General characteristics
- Class & type: Naval trawler
- Tonnage: 531.7 gross register tons
- Length: 47.2 m (154 ft 10 in) o/a
- Beam: 8.9 m (29 ft 2 in)
- Draught: 4.7 m (15 ft 5 in)
- Installed power: 1,500 bhp (1,119 kW)
- Speed: 13 knots (24 km/h; 15 mph)

= Japanese research ship Shunkotsu Maru =

Shunkotsu Maru (Japanese: 俊鶻丸) was a Japanese deep sea trawler and survey/meteorological ship that was requisitioned by the Imperial Japanese Navy during World War II and served in varying roles as a patrol boat, transport ship, cargo ship, minesweeper, subchaser, and escort ship and as an oceanographic research ship after the war.

==History==
Shunkotsu Maru was commissioned by the Japanese Ministry of Agriculture and Forestry (農林省) and laid down on 25 March 1928 at the shipyard of Yokohama Ship Co., Ltd. (横濱船渠株式會社). She was launched on 14 July 1928 and registered in Tokyo. She worked primarily as a fishery enforcement and inspection ship in the Sea of Okhotsk and the North Pacific. On 2 November 1941, she was requisitioned by the Imperial Japanese Navy and assigned to the Fifth Fleet and based in the Maizuru Naval District as part of the 13th Minesweeper Division under Captain Toshio Mitsuka (along with Kaihō Maru and Hakuhō Maru). The unit was part of the Kiska invasion force during the Aleutian Islands campaign. She survived the war. After the war, she served as a training ship for the Tokyo University of Marine Science and Technology. In 1952, she was returned to the Ministry of Agriculture, Forestry and Fisheries where she served as an oceanographic inspection boat.
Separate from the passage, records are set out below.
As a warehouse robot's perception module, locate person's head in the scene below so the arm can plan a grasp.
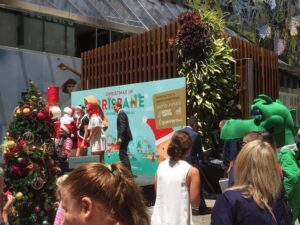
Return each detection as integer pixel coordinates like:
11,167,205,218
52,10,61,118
75,105,85,118
56,174,68,201
167,130,193,161
187,117,198,130
242,132,263,146
86,103,104,119
232,140,282,213
260,131,276,151
83,95,98,106
113,102,122,112
61,78,77,94
61,163,149,225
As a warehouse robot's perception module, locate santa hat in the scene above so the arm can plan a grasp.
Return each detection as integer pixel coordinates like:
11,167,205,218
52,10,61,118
60,124,73,134
50,105,61,119
63,107,75,117
143,117,174,145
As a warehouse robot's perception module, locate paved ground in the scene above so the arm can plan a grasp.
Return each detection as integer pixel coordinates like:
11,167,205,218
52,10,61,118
149,200,300,225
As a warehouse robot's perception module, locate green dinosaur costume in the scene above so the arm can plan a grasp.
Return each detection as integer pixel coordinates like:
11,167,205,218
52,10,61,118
221,95,300,223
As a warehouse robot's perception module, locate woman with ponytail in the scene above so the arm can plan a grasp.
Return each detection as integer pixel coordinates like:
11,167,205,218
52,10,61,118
60,163,150,225
151,131,200,225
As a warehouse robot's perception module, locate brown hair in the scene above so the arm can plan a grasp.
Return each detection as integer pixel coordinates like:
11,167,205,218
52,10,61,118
167,130,193,161
63,163,150,225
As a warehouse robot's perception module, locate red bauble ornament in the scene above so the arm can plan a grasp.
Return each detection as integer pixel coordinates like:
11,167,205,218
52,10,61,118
34,206,41,213
10,166,22,175
37,111,45,120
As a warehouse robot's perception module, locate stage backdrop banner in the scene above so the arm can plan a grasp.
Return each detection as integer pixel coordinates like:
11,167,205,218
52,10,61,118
71,78,186,176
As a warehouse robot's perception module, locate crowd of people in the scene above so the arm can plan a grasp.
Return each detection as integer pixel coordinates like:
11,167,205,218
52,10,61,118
54,96,132,171
0,98,293,225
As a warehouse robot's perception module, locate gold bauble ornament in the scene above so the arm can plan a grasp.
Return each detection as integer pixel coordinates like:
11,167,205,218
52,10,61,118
6,141,16,149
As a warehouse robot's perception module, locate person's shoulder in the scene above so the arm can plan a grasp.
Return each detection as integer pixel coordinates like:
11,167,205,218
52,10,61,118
222,190,244,204
82,115,89,122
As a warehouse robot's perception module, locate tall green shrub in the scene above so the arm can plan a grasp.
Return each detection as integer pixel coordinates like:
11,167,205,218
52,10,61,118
171,9,240,148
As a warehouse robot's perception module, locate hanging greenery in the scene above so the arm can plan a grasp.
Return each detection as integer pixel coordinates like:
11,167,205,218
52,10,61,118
171,9,240,151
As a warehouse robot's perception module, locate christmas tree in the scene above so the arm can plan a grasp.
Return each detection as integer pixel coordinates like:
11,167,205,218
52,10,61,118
3,81,60,225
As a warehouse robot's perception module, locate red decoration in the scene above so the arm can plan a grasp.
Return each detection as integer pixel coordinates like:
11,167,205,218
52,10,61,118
10,166,22,175
37,110,45,120
34,206,41,213
47,86,59,106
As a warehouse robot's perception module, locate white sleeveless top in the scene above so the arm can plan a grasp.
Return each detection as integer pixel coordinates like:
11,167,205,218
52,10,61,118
151,159,193,225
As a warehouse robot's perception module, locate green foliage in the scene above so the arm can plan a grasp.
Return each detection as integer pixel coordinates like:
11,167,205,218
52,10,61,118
3,81,61,225
174,9,240,148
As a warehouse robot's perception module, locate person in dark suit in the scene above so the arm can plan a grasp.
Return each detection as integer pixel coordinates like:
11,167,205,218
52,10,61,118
183,117,211,215
113,102,132,171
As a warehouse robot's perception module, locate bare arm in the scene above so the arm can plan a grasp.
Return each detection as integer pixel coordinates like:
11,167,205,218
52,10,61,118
154,174,157,192
88,127,101,141
187,167,200,208
79,125,89,148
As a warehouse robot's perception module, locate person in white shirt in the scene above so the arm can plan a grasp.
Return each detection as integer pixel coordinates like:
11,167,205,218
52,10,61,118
151,130,200,225
86,103,106,163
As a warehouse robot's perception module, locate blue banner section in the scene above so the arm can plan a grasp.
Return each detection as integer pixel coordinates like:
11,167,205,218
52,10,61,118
71,78,185,176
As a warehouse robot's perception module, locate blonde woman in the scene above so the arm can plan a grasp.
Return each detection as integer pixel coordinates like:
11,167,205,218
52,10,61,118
211,140,289,225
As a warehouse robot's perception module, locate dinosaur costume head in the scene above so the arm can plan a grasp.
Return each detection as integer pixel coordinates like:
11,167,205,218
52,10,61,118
221,94,296,147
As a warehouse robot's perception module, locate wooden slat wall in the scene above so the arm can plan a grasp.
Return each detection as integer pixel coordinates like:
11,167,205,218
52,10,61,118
81,24,177,89
230,37,278,99
81,23,278,117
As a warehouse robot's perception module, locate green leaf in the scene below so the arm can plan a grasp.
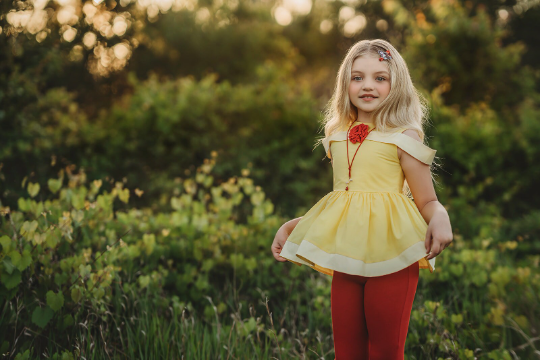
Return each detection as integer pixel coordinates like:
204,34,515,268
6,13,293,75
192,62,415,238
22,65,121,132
0,235,12,254
15,350,30,360
92,286,105,300
32,306,54,329
79,264,92,278
71,287,82,303
64,314,75,328
1,270,21,290
17,198,30,211
14,249,32,271
8,250,21,267
118,189,129,204
46,233,59,249
47,290,64,312
2,256,15,274
28,183,39,197
47,179,62,194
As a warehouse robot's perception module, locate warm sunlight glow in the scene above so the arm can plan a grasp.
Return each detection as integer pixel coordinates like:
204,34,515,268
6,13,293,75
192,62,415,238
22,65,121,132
339,6,355,22
319,19,334,34
283,0,312,15
274,6,292,26
343,14,367,37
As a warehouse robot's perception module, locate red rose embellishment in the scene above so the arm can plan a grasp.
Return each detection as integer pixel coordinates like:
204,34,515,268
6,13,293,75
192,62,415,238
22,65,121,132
349,124,369,144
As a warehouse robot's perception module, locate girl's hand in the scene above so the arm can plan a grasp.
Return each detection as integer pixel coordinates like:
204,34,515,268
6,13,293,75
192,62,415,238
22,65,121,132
425,211,453,260
270,226,289,261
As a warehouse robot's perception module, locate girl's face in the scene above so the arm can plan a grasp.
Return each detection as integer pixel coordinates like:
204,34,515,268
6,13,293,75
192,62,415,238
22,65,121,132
349,55,390,116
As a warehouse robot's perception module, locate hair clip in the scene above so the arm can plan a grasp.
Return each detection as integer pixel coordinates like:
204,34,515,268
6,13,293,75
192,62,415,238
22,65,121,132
377,50,392,61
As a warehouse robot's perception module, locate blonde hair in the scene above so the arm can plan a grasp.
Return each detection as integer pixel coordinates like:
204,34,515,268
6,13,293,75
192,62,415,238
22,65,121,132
315,39,438,193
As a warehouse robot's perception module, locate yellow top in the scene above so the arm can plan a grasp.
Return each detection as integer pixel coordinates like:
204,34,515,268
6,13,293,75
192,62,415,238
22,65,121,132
280,121,436,276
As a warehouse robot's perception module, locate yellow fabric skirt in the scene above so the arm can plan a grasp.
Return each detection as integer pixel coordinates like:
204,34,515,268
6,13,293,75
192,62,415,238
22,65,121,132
280,190,435,277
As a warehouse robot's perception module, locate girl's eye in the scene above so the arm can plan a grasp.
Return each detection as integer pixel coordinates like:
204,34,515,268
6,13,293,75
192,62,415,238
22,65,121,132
353,76,386,81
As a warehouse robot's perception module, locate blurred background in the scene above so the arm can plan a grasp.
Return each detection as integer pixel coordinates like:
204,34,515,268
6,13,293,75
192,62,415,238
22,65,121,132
0,0,540,359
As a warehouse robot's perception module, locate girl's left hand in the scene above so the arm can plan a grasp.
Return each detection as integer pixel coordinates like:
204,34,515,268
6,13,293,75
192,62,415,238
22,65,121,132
425,212,453,260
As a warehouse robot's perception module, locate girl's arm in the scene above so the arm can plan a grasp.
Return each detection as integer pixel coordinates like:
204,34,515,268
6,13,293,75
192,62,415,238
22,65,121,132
398,130,453,260
270,217,302,261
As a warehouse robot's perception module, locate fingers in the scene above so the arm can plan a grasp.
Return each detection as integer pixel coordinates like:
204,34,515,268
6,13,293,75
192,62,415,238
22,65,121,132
426,244,443,260
424,228,431,254
270,244,287,262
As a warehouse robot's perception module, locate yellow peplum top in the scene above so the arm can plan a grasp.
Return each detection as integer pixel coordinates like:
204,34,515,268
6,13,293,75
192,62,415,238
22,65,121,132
280,121,436,276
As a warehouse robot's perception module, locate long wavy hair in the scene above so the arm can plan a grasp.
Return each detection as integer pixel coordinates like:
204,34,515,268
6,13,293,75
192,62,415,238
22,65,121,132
316,39,428,145
315,39,438,195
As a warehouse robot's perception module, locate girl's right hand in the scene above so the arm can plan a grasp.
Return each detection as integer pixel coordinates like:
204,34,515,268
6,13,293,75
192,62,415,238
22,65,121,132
271,225,289,261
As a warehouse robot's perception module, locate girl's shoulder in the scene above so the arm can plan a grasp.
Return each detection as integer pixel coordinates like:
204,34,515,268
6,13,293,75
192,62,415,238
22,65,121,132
366,127,437,165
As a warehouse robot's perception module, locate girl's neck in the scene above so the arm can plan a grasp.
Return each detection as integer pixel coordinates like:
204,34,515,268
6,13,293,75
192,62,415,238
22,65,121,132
355,111,372,123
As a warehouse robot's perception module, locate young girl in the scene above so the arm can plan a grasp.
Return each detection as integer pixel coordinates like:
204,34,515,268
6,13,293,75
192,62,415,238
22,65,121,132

In May 1954, after the radioactive contamination of the crew of the Japanese fishing boat Daigo Fukuryū Maru, she was sent to the Bikini Atoll to measure radiation levels which showed that they were far higher than expected with all plankton and tuna within a 150 km radius significantly contaminated. She was replaced by the Ministry in 1958.